In »The Shining« verfällt Jack Nicholson als Jack Torrance langsam dem Wahnsinn. In den Szenen, wo er in der Bar mit einem Barmann spricht, der nur in seiner psychotischen Fantasie vorhanden ist, wird das Unterlicht eingesetzt, um diesen Wahn auch über die Lichtgestaltung zum Ausdruck zu bringen. Die Wirkung ist sehr subtil, da Stanley Kubrick für diesen Zweck die Bar selbst als Beleuchtungskörper umgebaut hat, die das Unterlicht durch ihre einfache Anwesenheit im Bild »erklärt«. Zudem wird die Szene durch die Flächenleuchten der Bar aufgehellt, wodurch die Schatten des Unterlichtes weit weniger dramatisch ausfallen als etwa bei den Edgar-Wallace-Filmen. Suchen Sie auf YouTube nach »The Shining – Bar Scene« oder verwenden Sie den nebenstehenden QR-Code.


Die Mitte des Bildes assoziieren wir gerne mit Statik oder Ruhe bzw. mit einer eher nüchternen Feststellung von Tatsachen oder einfach mit dem Hier und Jetzt, also der realen Gegenwart. Fotos mit einem mittigen Akzent werden oftmals wie »Feststellungen« gelesen. »Das ist der Eiffelturm«, »das ist mein Auto«, »das ist meine Familie beim Camping« etc. sind oft gehörte Sätze beim Betrachten von Bildern mit mittig platzierten Akzenten. Auch Licht aus der Nähe der optischen Achse, also von der Mitte aus, kann diese »PassfotoWirkung« entfalten, wie das rechte Beispiel in Abbildung 1–8 zeigt. Gerne nutzte etwa die Modefotografie der 90er-Jahre Licht aus der optischen Achse, um den oftmals wenig lebensnahen Inszenierungen mit Topmodels einen realistischen »Live-Look« mitzugeben.


Abbildung 1–9

Licht aus unterschiedlichen Richtungen eingesetzt, erzeugt Bilder mit verschiedenen Grundstimmungen. Die jeweilige Wirkung kann dann weiter gestützt werden durch eine entsprechende Platzierung von bildwichtigen Akzenten in derselben Bildrichtung.

Wird ein Bildakzent an einer bestimmten Stelle im Bild platziert, stellt sich fast immer die Bildaussage oder Bildwirkung gemäß oben stehender »Landkarte der Akzentwirkungen« ein. Licht, das aus der entsprechenden Richtung auf das Motiv fällt, löst beim Betrachter eine ähnliche Wirkung aus. Weitere Gestaltungselemente wie Linienführung, Flächenaufteilung oder auch verwendete Farben entfalten jedes für sich ebenfalls bestimmte Bildwirkungen. Verwenden Sie die einzelnen Gestaltungselemente in entsprechender Weise, also so, dass sie eine ähnliche Wirkung entfalten, können diese sich gegenseitig verstärken und so dem Bild die gewünschte Aussage mitgeben.

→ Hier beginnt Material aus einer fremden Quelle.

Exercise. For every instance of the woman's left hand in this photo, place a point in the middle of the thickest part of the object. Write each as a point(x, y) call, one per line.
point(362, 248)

Die Lichtrichtung bestimmt die Grundaussage oder Grundstimmung, die das Bild erhält, und kann durch die klassische Bildgestaltung unterstützt werden.

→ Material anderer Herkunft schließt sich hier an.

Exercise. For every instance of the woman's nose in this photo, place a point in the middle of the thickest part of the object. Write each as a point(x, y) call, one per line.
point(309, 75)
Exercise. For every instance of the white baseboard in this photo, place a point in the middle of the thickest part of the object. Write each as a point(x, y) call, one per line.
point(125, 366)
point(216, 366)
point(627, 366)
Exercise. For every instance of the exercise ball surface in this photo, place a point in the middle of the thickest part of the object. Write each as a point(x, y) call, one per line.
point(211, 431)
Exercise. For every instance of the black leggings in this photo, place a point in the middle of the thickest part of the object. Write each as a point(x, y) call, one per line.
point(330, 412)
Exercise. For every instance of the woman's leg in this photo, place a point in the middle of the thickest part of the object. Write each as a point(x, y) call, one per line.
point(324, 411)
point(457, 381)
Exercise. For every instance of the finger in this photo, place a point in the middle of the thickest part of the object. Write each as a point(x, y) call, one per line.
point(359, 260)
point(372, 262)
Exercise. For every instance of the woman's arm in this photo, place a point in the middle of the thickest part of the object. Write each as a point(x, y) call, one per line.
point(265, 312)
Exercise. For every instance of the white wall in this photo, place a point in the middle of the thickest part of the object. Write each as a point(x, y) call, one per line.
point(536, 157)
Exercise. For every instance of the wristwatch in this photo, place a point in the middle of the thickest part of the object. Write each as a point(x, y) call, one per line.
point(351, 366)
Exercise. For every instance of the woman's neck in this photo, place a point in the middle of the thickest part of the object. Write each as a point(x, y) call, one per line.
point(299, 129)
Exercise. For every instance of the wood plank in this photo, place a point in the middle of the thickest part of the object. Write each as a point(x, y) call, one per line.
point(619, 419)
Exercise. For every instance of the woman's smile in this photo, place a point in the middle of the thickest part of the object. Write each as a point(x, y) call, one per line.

Der Einfluss der klassischen Bildgestaltung auf die Bildwirkung wird in diesem Buch dennoch eine eher untergeordnete Rolle spielen. Im Vordergrund soll vor allem die Lichtgestaltung mit ihrer Wirkung stehen.

Exkurs

In etlichen impressionistischen Gemälden von Claude Monet und Édouard Manet wird die Schwere der Feldarbeit von Bauern dadurch ausgedrückt, dass die Personen sehr weit unten im Bild dargestellt sind. Auch Vincent van Gogh oder Jean-François Millet haben dieses Thema in sehr ähnlicher Weise dargestellt.

Meist wird die Aussage durch einen dunklen braunen Acker als Hintergrund unterstützt, der häufig auch noch im Halbschatten liegt. Zudem wird der Horizont oberhalb der Köpfe platziert, wodurch die Bauern »heruntergedrückt« erscheinen. Als Kontrast dazu dient ein oft strahlender Himmel im oberen Bilddrittel. Das von weit oben ins Bild kommende Licht soll die Heilsversprechung des Göttlichen darstellen. Die Bauern sind zusätzlich oft betend dargestellt. So wird das göttliche Licht als Kontrast zur dunklen Farbpalette, der Position der gedrückten Hauptakzente, und zur demütigen Haltung der Abgebildeten genutzt, um die Schwere der Feldarbeit darzustellen.